Weekly Product Updates

New

  • Enhanced SLA details on portal and admin dashboard:

    • No Data indicator: You'll now see a "No data for SLO" message when there's no data to compute. This addition helps distinguish between processing issues and genuine lack of data, improving your ability to troubleshoot and understand SLO status.

    • Top-level SLO metadata: The SLA portal now displays comprehensive SLO information including name, description, target, and compliance period details.

    • Daily summary statuses: We've introduced SLO-level status for compliance windows. Instead of just seeing an overall SLA status, you can now track the performance of individual SLOs within their specific compliance windows.

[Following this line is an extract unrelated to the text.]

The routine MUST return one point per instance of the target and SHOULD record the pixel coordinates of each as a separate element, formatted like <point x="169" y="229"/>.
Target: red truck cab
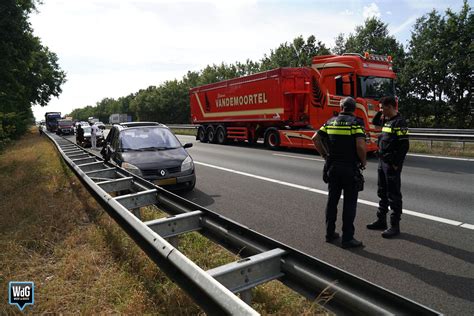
<point x="286" y="106"/>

  • Debugging aid: To assist with troubleshooting, we've added a last_update_at field to SLAs (you can access this via the inspect feature). This timestamp indicates when our compute engine last processed the SLA, helping you distinguish between compute issues and missing data scenarios. Remember, our system recalculates SLO and SLA metrics each time a new event is indexed, so this field can be crucial in identifying the source of any discrepancies.

  • Customer → Organization updates: We've made some changes to make our platform more inclusive and flexible:

    • The "vendors" table has been renamed to "organizations". This change reflects our recognition that both producers and consumers of SLAs can benefit from slaOS, moving beyond a vendor-specific approach.

    • In line with this change, we've updated the ingestion URLs to use organization_id instead of customer_id as the unique identifier. This shift allows for a more versatile representation of entities using our platform.

Updates

  • Interval SLO description: We've refined the autofill description for interval SLOs to more accurately reflect the calculation method. Calculation every 24 hours over a calendar period of 1 monthInterval based calculation every 24 hours over a calendar period of 1 month

  • Storage optimization: In an effort to improve system efficiency, we now automatically delete performance documents when an SLA is deleted. This change optimizes storage usage and helps maintain a cleaner, more manageable database.

  • Computation frequency: Based on user feedback about slow computation times, we've increased the frequency of our computation processes. This update should result in faster response times when viewing SLA and SLO data.

  • Compute process enhancements: We've made several behind-the-scenes improvements to our compute process:

    • Enhanced overall maintainability and performance, resulting in more efficient data processing.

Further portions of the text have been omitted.